Tennis as a game is meant to be a back and forth, fast pace game with each side doing their best to make the other side falter on their return. A tennis rally refers to two players’ continuous back and forth motion hitting the tennis ball over the net without any stoppage. A tennis match begins with a player serving the ball to the opponent’s side of the court, but the rally does not start until there is a return of serve. It is not a rally if the player serving scores a point off of the serve.
Once the opponent returns the serve, the rally begins, and the rally continues as the two players go back and forth until one scores a point. A rally can occur at any time during a tennis match. It can occur during a deuce, tiebreaker, beginning of a game, or at the end of a match. There is also no time limit for how long a rally can continue, making it one of the more exciting moments in sports.
Here is the complete breakdown of a rally in a tennis match!
Why is it Called a Rally in Tennis?
A rally officially begins when the opponent returns the first or second tennis serve. The basis behind it being a rally is that the player serving won the previous point other than the first serve of the game, which happens based on a coin toss. So it’s called a rally because the opponent is trying to win back the point they lost out on in the last game, and often, that player is behind.
It’s more of a play on words than anything else.
What is the Difference Between a Rally and a Volley in Tennis?
The main difference between a rally and a volley is that a volley takes place amid a rally. Along with that is that generally, during a rally, the player will return a ball on a bounce, while a volley will take place when a player hits a ball in the air before it can touch the ground, and the ball does not touch the ground when approaching the opponent.
Another difference is a player will rally from the baseline and return the ball using groundstrokes such as the backhand or forehand. At the same time, a volley typically occurs in the middle of the court beyond the service line.
How Many Hits is a Rally During a Tennis Match?

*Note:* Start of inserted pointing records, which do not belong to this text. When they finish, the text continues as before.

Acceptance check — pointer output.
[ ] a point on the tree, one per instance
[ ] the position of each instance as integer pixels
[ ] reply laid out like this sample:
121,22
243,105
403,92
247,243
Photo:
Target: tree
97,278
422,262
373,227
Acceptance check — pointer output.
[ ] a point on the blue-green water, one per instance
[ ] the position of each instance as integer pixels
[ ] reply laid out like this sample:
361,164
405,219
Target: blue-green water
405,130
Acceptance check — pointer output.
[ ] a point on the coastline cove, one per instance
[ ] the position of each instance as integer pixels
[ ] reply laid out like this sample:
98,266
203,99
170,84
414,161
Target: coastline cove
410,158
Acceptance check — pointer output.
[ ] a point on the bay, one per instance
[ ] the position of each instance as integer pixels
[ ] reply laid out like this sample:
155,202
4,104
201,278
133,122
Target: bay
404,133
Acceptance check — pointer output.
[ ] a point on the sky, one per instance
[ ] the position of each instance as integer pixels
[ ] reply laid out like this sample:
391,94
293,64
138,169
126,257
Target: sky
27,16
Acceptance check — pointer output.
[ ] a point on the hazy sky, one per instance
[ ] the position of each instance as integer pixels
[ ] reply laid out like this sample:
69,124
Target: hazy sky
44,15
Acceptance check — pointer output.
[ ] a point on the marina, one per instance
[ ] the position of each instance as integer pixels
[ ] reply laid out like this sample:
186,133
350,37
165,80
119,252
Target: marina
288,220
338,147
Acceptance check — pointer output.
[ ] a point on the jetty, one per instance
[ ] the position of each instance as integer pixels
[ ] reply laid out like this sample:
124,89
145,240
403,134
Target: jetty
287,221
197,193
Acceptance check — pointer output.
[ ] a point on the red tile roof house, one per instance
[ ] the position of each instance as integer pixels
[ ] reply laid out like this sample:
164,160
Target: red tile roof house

Although it is sporadic for a rally to last any more than four or five shots, during a tennis match, a rally can continue however long it takes for a player to score a point. If that requires the rally to encompass 50 shots, that is acceptable within the rules.
What is the Longest Rally in Tennis?
The longest rally in professional tennis occurred during the 1984 Virginia Slims tournament between the tennis players Vicki Nelson and Jean Hepner. During a tiebreaker, the two women hit 643 shots over 29 minutes.
The longest amateur rally took place on June 11, 2017, between Simone Frediani and Daniele Pecci. There were 51,283 strokes via the rally, and each wore backpacks with water to stay hydrated during the match. The total time of this amateur rally was 12 hours and 37 minutes between the two players and is now in the Guinness Book of World Records.
Finally, not the longest rally in history, but fans love watching two of the best players go back and forth during a tennis match. In the U.S. Open 2013, Rafael Nadal and Novak Djokovic had a 55-shot rally against each other. Nadal eventually won the title, but fans remember the epic back and forth between two of the best players in the world competing for that point.
What are Some Tips to Win the Rally in Tennis?
A beginner enduring a rally can be something out of their league as they may not know how to position themselves to return a shot. In addition, they do not know how to produce shots to catch their opponent off balance or how to slide on a tennis court. Although at times hard to teach, there are a few tips that can help a player’s odds of winning a rally.
The first tip is on your end, and that is not to commit any unforced errors. You want to be aware of your positioning on the court and stay in control of your footwork. The ultimate goal is to force your opponent to make a mistake, not to make a mistake yourself with the other player doing nothing to cause it.
The next tip is to be ready to run down balls. The longest tennis rally in history lasted for 29 minutes, and they did not spend that time standing in one sole position returning shots. The very nature of a tennis game is to run back and forth, swinging your racquets through the air, bearing balls produced at 30+mph. In pro tennis, you need to train hard on your endurance to keep up with the back and forth and learn how to angle yourself to get the best topspin on your ball as you try to catch your opponent off balance and score the point.
Conclusion: What is a Rally in Tennis?
Tennis rallies are fun but mainly for the fans, not the players. As mentioned in the section prior, a rally takes a considerable amount of endurance and mental fortitude. To return a ball cross-court repeatedly with no end in sight is difficult for anyone but can be done.
Some of the best tennis players spend hours of training sessions doing nothing but rallies to perfect this skill set. Not only for the possibility of enduring a long rally during a match but also because it’s good practice for approaching a tennis match in general. Some of the best tennis players know how to handle a rally and understand what they need to do to put an end to them as quickly as possible. Many players aim to avoid rallies by winning the point of the serve.
Nonetheless, it’s a fun time to watch from the fans’ perspective. Not only is it fun to watch, but the current World Record for a rally is 12 hours and 37 minutes made up of amateur players. If you and your friend can practice and perfect the rally, you might be able to set the new world record yourself!